According to the U.S. Census Bureau, over 60 million Americans live in rural areas. That’s roughly 1 in 5 people in the United States. Despite making up such a significant percentage of the population, rural Americans face substantial obstacles when it comes to accessing healthcare. Between remote locations, limited workforces, doctor shortages, and hospital closures, the state of rural healthcare has declined significantly in the last 20 years.
These problems don’t just affect rural residents; they also strain the entire healthcare system. Patients have specific and often chronic health problems that aren’t getting addressed. That results in higher costs at hospitals and lower quality of care across the board.
It’s time for both urban and rural America to come together in support of comprehensive rural healthcare advocacy.
Health challenges rural areas face
Research from the CDC highlights the challenges those in rural areas face. They are more likely than those who live in urban areas to die from:
- heart disease
- unintentional injury
- chronic lower respiratory disease
- unintentional injury deaths (this is often linked to motor vehicle crashes and opioid overdoses)
Those who live in rural areas of the United States also “tend to be older and sicker than their urban counterparts.”
Improving rural health policy and health systems means rethinking what it means to serve communities.
Essential rural healthcare advocacy activity
Let’s take a look at 5 essential advocacy tips:
1) Provide equal access to high-quality healthcare
120 rural hospitals have vanished in the last decade. Over 450 are at risk of closure. Rural or urban, it’s imperative to individual and community health that all Americans have access to the care and health information they need.
2) Improve workforce management
A major challenge to delivering quality healthcare in rural communities is the scarcity of qualified medical professionals. Urban residents have access to more primary care physicians and specialists compared to rural residents.

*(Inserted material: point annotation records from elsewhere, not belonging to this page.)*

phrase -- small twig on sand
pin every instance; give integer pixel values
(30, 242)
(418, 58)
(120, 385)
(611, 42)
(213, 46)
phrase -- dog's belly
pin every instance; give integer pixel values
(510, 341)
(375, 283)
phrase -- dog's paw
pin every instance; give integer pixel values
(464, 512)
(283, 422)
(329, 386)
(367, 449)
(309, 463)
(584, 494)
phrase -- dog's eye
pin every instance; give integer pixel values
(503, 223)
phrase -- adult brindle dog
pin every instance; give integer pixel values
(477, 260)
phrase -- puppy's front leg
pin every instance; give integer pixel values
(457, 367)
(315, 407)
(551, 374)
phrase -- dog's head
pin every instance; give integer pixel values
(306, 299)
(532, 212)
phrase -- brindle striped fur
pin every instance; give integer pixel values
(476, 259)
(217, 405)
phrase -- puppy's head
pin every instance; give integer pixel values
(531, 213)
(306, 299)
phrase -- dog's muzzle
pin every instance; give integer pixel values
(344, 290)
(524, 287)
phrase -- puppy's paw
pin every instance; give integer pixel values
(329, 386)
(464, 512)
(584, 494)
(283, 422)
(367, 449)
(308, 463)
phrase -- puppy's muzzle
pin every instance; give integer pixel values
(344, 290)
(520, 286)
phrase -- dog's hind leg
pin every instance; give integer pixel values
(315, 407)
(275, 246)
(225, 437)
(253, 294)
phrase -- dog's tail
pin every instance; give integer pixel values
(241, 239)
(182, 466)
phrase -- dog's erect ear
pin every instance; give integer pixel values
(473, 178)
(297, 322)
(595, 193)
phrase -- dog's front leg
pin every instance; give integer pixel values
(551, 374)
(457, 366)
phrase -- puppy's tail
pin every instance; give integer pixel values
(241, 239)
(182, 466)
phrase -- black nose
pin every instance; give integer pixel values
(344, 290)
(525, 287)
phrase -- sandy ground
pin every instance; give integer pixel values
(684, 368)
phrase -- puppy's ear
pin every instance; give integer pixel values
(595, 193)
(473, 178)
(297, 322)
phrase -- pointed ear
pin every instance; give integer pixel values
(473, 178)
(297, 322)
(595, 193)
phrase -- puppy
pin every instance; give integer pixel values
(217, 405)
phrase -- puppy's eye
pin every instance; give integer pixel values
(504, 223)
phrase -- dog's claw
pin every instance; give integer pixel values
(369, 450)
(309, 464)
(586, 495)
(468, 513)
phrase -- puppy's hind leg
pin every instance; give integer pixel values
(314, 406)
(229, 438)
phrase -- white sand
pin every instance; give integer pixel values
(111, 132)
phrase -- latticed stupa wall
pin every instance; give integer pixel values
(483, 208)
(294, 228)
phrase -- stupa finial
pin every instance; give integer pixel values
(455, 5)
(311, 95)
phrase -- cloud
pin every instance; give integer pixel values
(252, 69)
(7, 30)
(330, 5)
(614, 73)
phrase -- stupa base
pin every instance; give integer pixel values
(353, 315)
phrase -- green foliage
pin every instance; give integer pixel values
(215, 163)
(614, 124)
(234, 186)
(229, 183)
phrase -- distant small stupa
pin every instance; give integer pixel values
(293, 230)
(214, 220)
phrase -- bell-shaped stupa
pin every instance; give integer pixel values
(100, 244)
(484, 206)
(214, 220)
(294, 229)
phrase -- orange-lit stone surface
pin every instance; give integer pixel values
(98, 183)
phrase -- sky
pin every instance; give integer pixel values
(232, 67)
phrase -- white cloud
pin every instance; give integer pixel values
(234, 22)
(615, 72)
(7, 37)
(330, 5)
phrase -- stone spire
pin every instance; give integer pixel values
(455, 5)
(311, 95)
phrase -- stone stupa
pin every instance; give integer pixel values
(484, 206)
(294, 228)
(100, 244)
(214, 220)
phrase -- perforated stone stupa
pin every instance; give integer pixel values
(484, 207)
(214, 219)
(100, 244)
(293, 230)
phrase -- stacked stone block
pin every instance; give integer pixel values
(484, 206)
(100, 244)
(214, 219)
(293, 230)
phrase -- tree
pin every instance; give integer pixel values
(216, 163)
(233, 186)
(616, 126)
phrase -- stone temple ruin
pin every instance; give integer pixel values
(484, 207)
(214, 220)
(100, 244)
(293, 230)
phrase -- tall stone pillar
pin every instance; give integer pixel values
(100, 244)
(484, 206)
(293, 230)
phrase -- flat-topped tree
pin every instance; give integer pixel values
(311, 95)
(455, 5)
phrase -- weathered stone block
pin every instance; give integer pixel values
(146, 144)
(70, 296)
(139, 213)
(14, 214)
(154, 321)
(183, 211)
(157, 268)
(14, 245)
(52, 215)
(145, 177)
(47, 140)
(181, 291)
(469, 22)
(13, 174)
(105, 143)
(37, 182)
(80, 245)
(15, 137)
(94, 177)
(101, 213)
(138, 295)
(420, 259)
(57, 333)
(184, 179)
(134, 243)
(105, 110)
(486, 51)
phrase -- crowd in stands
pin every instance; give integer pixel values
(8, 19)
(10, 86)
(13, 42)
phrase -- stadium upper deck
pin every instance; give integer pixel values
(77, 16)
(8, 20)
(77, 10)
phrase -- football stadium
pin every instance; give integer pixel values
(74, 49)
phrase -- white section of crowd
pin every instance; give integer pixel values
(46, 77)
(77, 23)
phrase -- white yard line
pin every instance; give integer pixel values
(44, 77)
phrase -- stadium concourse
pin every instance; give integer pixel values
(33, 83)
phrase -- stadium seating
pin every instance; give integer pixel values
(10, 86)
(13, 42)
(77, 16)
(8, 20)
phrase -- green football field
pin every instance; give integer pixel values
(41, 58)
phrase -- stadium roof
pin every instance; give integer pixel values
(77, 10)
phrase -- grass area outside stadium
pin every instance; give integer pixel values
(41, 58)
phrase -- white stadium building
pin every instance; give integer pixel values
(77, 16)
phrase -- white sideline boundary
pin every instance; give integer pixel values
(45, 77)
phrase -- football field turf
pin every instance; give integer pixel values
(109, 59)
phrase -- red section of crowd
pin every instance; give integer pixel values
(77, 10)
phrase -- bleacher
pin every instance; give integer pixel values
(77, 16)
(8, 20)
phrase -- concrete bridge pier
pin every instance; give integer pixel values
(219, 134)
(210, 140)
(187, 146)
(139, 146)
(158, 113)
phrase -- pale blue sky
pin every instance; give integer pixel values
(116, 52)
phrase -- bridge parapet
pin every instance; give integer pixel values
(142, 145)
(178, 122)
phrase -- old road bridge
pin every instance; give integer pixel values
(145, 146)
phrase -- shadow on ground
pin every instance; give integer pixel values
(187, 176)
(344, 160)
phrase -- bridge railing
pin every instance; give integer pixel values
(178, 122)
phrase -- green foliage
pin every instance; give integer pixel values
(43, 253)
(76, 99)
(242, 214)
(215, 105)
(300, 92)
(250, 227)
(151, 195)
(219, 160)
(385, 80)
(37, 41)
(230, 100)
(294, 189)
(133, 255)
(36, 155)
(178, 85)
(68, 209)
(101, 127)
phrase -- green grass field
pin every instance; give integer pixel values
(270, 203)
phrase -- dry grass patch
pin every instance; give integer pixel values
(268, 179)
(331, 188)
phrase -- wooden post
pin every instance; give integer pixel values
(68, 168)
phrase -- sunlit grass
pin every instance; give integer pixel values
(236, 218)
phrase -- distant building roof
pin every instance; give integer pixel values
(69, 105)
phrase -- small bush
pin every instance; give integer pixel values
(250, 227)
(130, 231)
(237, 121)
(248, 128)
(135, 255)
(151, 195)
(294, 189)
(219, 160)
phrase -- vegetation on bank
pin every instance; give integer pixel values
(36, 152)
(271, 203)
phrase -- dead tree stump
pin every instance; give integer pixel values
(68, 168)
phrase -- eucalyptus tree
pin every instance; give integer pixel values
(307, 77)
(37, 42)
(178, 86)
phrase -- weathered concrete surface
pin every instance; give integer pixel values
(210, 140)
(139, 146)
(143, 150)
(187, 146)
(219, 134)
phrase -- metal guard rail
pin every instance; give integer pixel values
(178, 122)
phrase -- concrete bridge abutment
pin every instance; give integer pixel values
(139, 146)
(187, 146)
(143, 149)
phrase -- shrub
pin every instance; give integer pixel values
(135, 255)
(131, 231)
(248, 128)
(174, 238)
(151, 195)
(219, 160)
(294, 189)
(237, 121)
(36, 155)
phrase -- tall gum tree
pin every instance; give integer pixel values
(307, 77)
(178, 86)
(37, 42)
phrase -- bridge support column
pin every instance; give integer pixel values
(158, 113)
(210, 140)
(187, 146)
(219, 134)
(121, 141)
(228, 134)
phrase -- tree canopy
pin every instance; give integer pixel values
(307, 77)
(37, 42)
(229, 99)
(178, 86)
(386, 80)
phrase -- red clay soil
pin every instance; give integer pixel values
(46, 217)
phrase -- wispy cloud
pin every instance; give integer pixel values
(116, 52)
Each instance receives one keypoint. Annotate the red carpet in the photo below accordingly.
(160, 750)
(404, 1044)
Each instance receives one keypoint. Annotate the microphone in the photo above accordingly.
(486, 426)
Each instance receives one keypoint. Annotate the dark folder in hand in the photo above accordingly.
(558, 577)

Addressing these shortages must include:
- Assessing patient volumes: Some communities have too much demand for medical care for a single physician to provide. This can easily lead to physician burnout. Other communities may not have enough residents to sustain a practice, causing providers to move elsewhere.
- Considering reimbursement rates: As rural communities typically have higher Medicare and Medicaid patients, physicians receive a lower reimbursement rate compared to commercially insured patients. This further exacerbates financial constraints and disincentives to practice in rural America.
- Exploring quality of life concerns: Healthcare providers face the same challenges as rural Americans accessing resources and enjoying cultural opportunities. With limited employment options for spouses and other issues, living in a small town can be less desirable compared to urban centers.
3) Increase access to telehealth options
Geographic remoteness can be remedied through telehealth by expanding access to care. Two types of telehealth have proven especially promising: electronic consultation and telemedicine.
Electronic consultations facilitate rural patients’ access to specialized care by connecting primary care physicians with specialists. It can be effective for patients, and it can also help primary care providers develop sub-specialties over time through working with different professional groups.
Telemedicine directly connects specialists to patients and has similar accessibility benefits. It can also foster increased patient satisfaction and cost-saving measures. Increased broadband access for remote communities is crucial in making telehealth more accessible to rural areas.
4) Improve care coordination
Care coordination programs look at patients holistically to better deliver care while reducing unnecessary costs. Models may integrate other treatments, including dental and behavioral care.
Through organizing comprehensive coordination, taking more patient-centered approaches, and “encouraging patients to take a more active role in their health and their care,” individual patients as well as communities can be better served.
5) Enhance financial management and coding
With proper revenue cycle management, coding, and clinical documentation, hospitals’ revenue can cover their bottom line. Through creating patient advocates that connect underinsured and uninsured residents to benefit programs, they can ensure people receive the care they need while ensuring hospitals have a source of funding.
Like all facilities, rural hospitals need access to the latest healthcare technologies as well as experts who know how to use them. These resources can optimize reimbursements, help organizations maintain sustainable results in quality and compliance, better manage denials, and retain future revenues.